Primarily working in portraits, preschool and events photography, doing more pet portraits recently has definitely been different experience, but a very enjoyable one that I would love to continue and expand on. I’ve had multiple people tell me “never work with children or animals”, but some days when I leave my daycare photography job, I head straight to Tayla’s to take photos of her Groodles. Though each of these forms of photography are considered to be difficult, it’s extremely rewarding when you get the right shot, especially when you’re asked “how did you manage that?”

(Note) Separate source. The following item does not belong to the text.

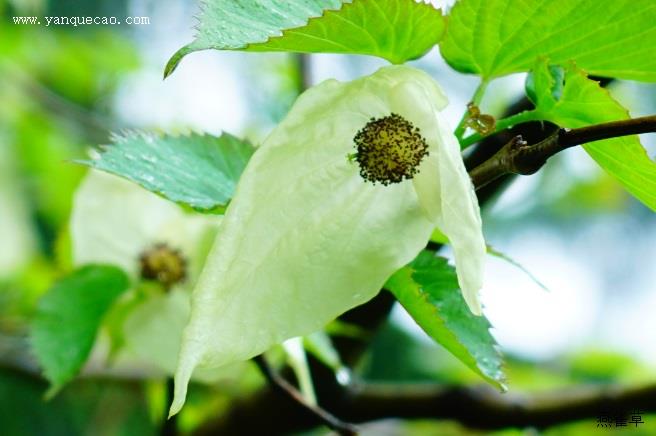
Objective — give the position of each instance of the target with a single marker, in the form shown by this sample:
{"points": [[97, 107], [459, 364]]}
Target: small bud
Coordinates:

So, here a few of my tips on how to manage to get that perfect shot of your pooch!
Think about setting
A pet will feel a lot more relaxed in a setting they’re familiar with, even at home in the backyard. Taking them somewhere they haven’t been may be a bit exciting, and will give you a lot more trouble when trying to get their attention or let alone sit still.
Get to their level
Instead of standing and looking down on your pet, kneel down, and get to see the world from their perspective. Getting eye to eye with your pet is a lot more personal and allows everyone to see your pet from an angle they wouldn’t usually see.
Mix up your angles
When getting up close, try framing your pet in different ways, try focusing on different aspects of their face, get creative! When taking a step back, try different angles, maybe looking up at them to get a tree in the background.
Fast shutter speeds
If you’re working with a DSLR, crank up that shutter speed. Your shutter speed is the amount of time your shutter is open, especially with animals, you want your shutter to be faster to be able to catch those moments in sharp stillness before they jump or run out the way, or even to catch them in mid action. I would recommend over 1/200 a second, but if you’ve got the right lighting, go higher.
If you’re working with a basic digital camera, check the settings for a sport mode, this mode is designed to take photos of people in motion.
Work with them!
You may see some really cute stuff on Pintrest, but I can guarantee that most of those shots took a few times to get that perfect photo. As much as you want them to sit still sometimes, it’s just not always going to happen. If they’re not cooperating, give it a break, don’t make yourself too frustrated by trying to get the perfect shot. And remember sometimes the perfect shot isn’t one that you’ve set up, sometimes it just naturally happens in front of you, and if you keep calm, you can manage to maneuver your way around them and get some fun angles too!
The main thing is, have fun with your pet, not only creating beautiful images but being able to look back on those photos thinking about the great memories too!